AI assistants are rapidly becoming the first—and, in some cases, dare we say it, the only—stop for B2B research, offering recommendations, comparisons, and insights instantly and anonymously. By 2026, this shift will fundamentally reshape how buyers find products and services. SEO and paid search still matter, but marketers must also optimize for—and perhaps even prioritize—AI-guided discovery and engagement.
Content should be structured for clarity and context so that AI can reference it accurately. Tracking success requires new approaches since clicks and impressions aren’t enough. Brands will need models that capture influence, intent, and downstream conversions generated through AI-guided recommendations. Succeeding in AI-assisted search is less about ranking keywords and more about being the source AI trusts to answer buyers’ questions and determining how to capitalize on and track these interactions. Those who crack the code will set themselves apart.
Live conversations—panels, webinars, podcast episodes—have been gaining traction for years, but 2026 is poised to be the breakout moment where they become one of the most trusted formats in B2B.
Buyers are hungry for real conversations and actionable insights, and brands that team up with podcasters, industry experts, or media partners are finding creative ways to deliver exactly that. Sponsorship helps amplify reach, but it’s the content itself that keeps people coming back. At the same time, editorially led sessions where the focus is purely on sharing value are rising in influence.
In 2026, the brands that master both approaches—smartly sponsored and genuinely valuable—will capture attention, earn trust, and build connections that last long after the session ends.
Form fill fatigue is real, and the days of gating content are fading. Buyers are tired of feeling like they need security clearance just to read an industry report. The dated gated method of requiring an email to access a whitepaper or piece of research is becoming less effective as buyers expect instant, frictionless access.
The ungated route increases content reach and allows more prospects to discover and engage with your insights organically. It builds trust and credibility by showing confidence in the value of your content without immediately asking for personal information. Ungated content also supports ABM and thought leadership strategies by letting ideas circulate widely and attract the right audience without creating barriers.
Finally, letting our walls down creates an open, inviting experience that puts the audience first. When content is easy to access and genuinely useful, it naturally encourages ongoing engagement.
LinkedIn and Google Ads will still be important in 2026, but many marketers are rethinking their budget allocation across platforms. Costs are rising, targeting is tightening, and AI is reshaping how buyers search and discover information. Instead of simply fighting for attention in increasingly crowded spaces, teams are exploring where their dollars can work harder.
This opens the door for industry media. These environments offer built-in authority, more focused audiences, and far clearer buyer intent. Rather than casting a wide net and hoping the right people see it, marketers are finding that industry media ecosystems deliver relevance from the start—putting content, ads, and conversations directly in front of the communities that matter most.

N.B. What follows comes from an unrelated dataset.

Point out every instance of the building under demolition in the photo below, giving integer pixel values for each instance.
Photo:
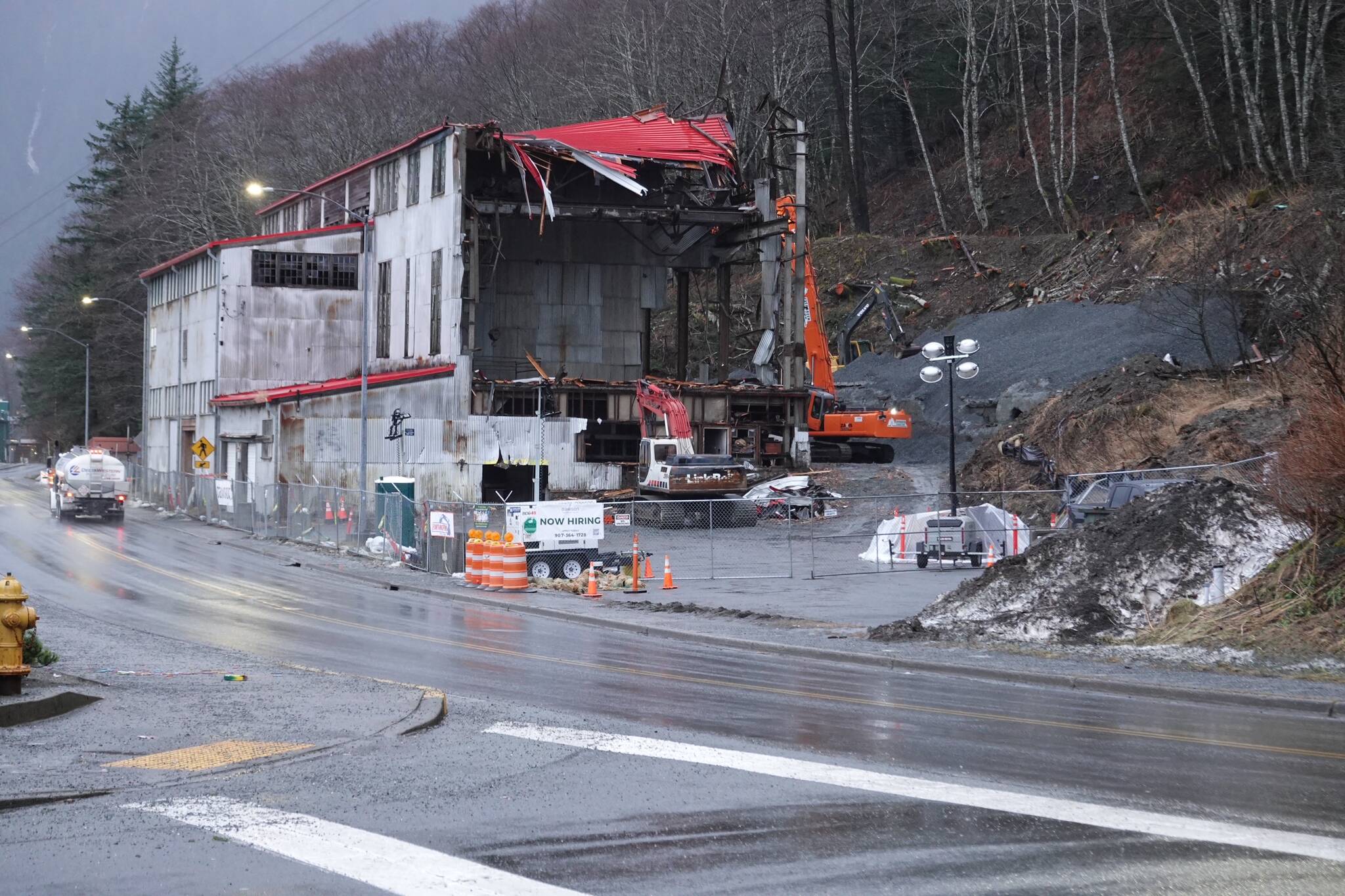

B2B marketing will be smarter, sharper, and a little more selective in 2026. The old tricks won’t cut it, buyers will be more discerning than ever, and the platforms and tactics of yesterday will give way to AI-savvy search, account-focused strategies, open content, and trusted industry ecosystems. The winners next year won’t just follow trends—they’ll anticipate them, engage intentionally, and invest where it truly counts. In other words, it’s time to work smarter, market sharper, and invest with intention … but with strategy, not just speed.